良久的寂然後,外面突然傳來一陣倉促的腳步聲。
軌迹運作了!
不等梅負雪反應,祁白川已經率先牽起人,幾步穿過落地罩,來到床榻邊緣。
“來,穿衣。”
說着,他拾起幾件散落的衣服。
梅負雪低頭一看,這才發現自己隻着裡衣。
一雙手從身前探了過來,他直着腰任由着對方擺弄,該擡頭擡頭,該伸胳膊伸胳膊。
梅負雪歪着腦袋瞧了會兒,待到對方彎下腰開始系腰封時,冷不丁伸出手,朝着底下剛束好沒多久的黑發扯了兩下:“你真把我當小孩嗎?”
祁白川頂着歪斜的發冠:“别亂動。”
梅負雪又道:“酒館裡面也是你給我換的衣服。”
“嗯。”
“……”
“紋路跟這件一樣呢。”
“……”
“這是梅花嗎?”
“……”
祁白川動作不停,餘光瞥見床頭不遠處斜插的幾株開得正豔的紅梅,道:“你在孟家見過。”
這一提醒,梅負雪想起了滿春閣那滿是木格子的牆,他思忖道:“五瓣啊……我還以為是海棠。”
祁白川頭也不擡:“那是沈無眠。”
“……”
“噢……”梅負雪慢慢拖長音,似有所感,“他可真是個好師父。”
“……”
祁白川閉口不言。
“我也想當個好師父。”
“……”
祁白川系好腰封,仔細打量了一番,确認無誤後帶着人坐在了床上,無情道:“下輩子吧。

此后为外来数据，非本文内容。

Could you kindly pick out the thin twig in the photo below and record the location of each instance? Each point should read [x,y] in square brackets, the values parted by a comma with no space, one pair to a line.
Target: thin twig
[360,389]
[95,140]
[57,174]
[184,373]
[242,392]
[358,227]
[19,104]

”
“……”
“少爺!”
就在此時,房門傳來咚咚的敲打,“少爺您醒了嗎?”
“……”
來者顯然不懼屋主,看得出他們主子應當是個随和的好脾氣,能跟家族子弟玩成一片。
梅負雪正了正神,繃着臉看了旁邊一眼,正準備開口“請進”時,忽然想起什麼。
“少爺,你不說話我就進來了。”
“等等!”
梅負雪情急之下嚎出一聲,然後幹脆利索地跳下床,拽着人就往書房櫃子處奔。